Research has shown that when senior executives engage in autocratic leadership, then middle management will mimic these behaviors. This modeling can result in autocratic leadership being accepted throughout the organization at lower and upper levels. This increase in hierarchy can lead to an ineffective culture, undermine innovation and it also makes it difficult for organizations to change from an autocratic culture to a more democratic environment.
The advantages and disadvantages of the autocratic leadership style show that it can be effective when an organization requires quick, accurate decisions from an experienced leader. It is an easy way to cut through administrative red tape to ensure better communication to all workers. Over time, however, this leadership style creates mistrust within the workplace. Workers become dependent on someone else to make decisions. That reduces the productivity available, and eventually leads to declining morale.
The benefits of autocratic leadership can easily outweigh the drawbacks, if implemented by a skilled and competent leader.

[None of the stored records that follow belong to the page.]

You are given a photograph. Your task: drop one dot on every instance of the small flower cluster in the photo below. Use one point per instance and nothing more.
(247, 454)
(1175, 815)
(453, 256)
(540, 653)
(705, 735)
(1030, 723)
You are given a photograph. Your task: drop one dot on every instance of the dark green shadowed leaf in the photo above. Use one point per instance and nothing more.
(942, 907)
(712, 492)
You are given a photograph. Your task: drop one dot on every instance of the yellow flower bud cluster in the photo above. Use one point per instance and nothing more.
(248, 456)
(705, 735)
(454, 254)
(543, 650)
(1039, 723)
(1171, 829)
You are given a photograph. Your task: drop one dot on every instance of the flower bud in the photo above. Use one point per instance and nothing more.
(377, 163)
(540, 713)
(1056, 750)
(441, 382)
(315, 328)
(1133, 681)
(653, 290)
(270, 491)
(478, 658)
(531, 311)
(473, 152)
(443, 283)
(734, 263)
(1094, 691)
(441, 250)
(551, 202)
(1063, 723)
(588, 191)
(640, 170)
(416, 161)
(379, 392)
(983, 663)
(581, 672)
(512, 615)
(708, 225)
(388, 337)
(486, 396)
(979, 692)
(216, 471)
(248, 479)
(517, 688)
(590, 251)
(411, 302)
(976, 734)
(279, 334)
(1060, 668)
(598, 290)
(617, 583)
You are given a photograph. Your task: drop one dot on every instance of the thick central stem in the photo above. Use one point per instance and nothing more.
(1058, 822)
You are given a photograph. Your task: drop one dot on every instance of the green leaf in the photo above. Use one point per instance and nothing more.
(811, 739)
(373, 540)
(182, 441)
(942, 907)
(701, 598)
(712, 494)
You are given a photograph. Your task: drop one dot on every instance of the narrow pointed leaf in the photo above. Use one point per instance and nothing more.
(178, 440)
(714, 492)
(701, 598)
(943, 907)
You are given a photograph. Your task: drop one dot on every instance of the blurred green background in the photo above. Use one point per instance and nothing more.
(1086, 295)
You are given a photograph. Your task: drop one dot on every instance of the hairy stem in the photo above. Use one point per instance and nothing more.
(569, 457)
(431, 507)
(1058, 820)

Though there are potential pitfalls, these often manifest when a leader tries to drive their subordinates too hard. Maintaining awareness of the balance required, as well as the ability (and hopefully, the desire) to prioritize subordinate wellbeing, lays the groundwork for effective autocratic leadership. In reality, autocratic leadership is unlikely to be employed indiscriminately and unwaveringly. Effective leaders often use aspects of this style occasionally and sparingly, when the situation demands.
Authoritative leaders are most consistent in their approaches and systems.
The procedures and rules might seem rigid. But, the results always lead to corporate success. However, excess control can also result in low employee morale and employee engagement. Therefore, leaders who exercise autocratic leadership should follow a balanced process to attain organizational objectives. Although their primary aim should be to achieve business goals, as leaders, it is also their responsibility to add value to employees. The correct leadership approach used at the right time will foster a long-term employee–leader relationship. After all, this is what good leadership is all about.
It is possible to reap the benefits without being labelled a tyrant!
Ultimately, when pondering if the benefits of an authoritarian leadership style outweigh the drawbacks, keep in mind that the structure is not necessarily favorable for every leader. Don’t be afraid to combine traditional methods, either; it’s possible to be autocratic in some aspects of your leadership and democratic in others. What do you think? Is there a place for autocratic leadership in a modern, increasingly millennial workplace? Let us know your experiences and opinions in the comment section below.
Digital Dandy. Hacker From Heart. Workaholic. Coding Artist. Self-made.